Cloud Computing (AWS/GCP)
Most quant firms use:
Bare metal, on-prem hardware.
You won’t:
Spin up EC2
Call Lambda
Tune cloud storage
Exception: exchanges or adjacent companies (e.g., partnerships with Google Cloud).
❌ Skip
Machine Learning (For Undergrads Targeting Quant Dev)
This is controversial.
You do NOT need:
Deep learning mastery
PyTorch wizardry
ML research
ML in quant is typically handled by:
PhDs
Dedicated researchers
Signal processing specialists
If you’re an undergraduate trying to break into quant dev:
Focus on systems and C++.
Linear Algebra
You are not a mathematician.
Unless you're becoming a quant researcher, heavy matrix math won’t be used daily in trading infrastructure or low latency roles.
Cybersecurity
You may compute an HMAC once.
That doesn’t justify a full semester.
Graphics Programming
Not relevant.
🧠 Bonus: Compilers (Special Case)
Compilers are mostly optional — except for one area:
Template Metaprogramming
In low latency C++:
Compile-time computation
Type transformations
Template specialization
Static assertions
Example style problem:
using Input = Numbers<1,3,5,7,7>;
using Expected = Numbers<7,7,5,3,1>;
static_assert(
std::is_same_v<
Reverse<Input>,
Expected
>
);This requires:
Recursive templates
Compile-time logic
Type manipulation
You don’t need to be a compiler engineer.

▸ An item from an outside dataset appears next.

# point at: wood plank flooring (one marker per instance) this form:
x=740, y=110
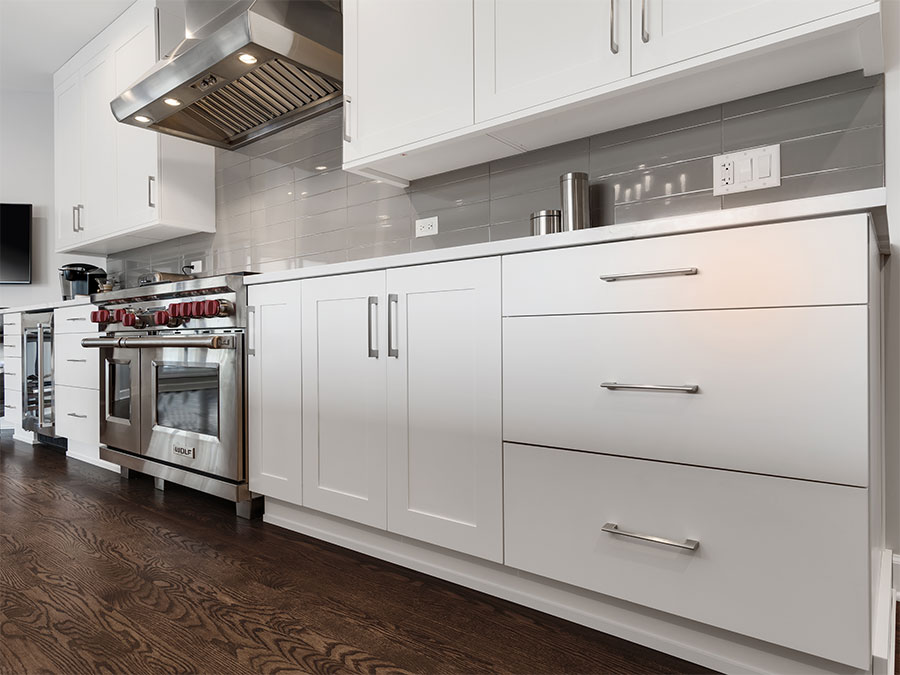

But you do need template fluency. You can do this problem here!
🎯 Final Tier Summary
S Tier
Data Structures
Algorithms
Operating Systems
Computer Architecture
Programming Paradigms
A Tier
Distributed Systems
Testing & Reliability
Parallel Computing
B Tier
Networking
Database Systems
Optional
Probability & Data Analysis
Discrete Math
Cloud Computing
Compilers (except template meta)
Skip
Machine Learning (for this path)
Linear Algebra (for dev role)
Cybersecurity
Graphics
🚀 Final Advice
If your goal is to become a quantitative developer in trading:
Prioritize:
Systems
C++
Memory
Concurrency
Performance
Hardware awareness
You are building trading engines, not research models.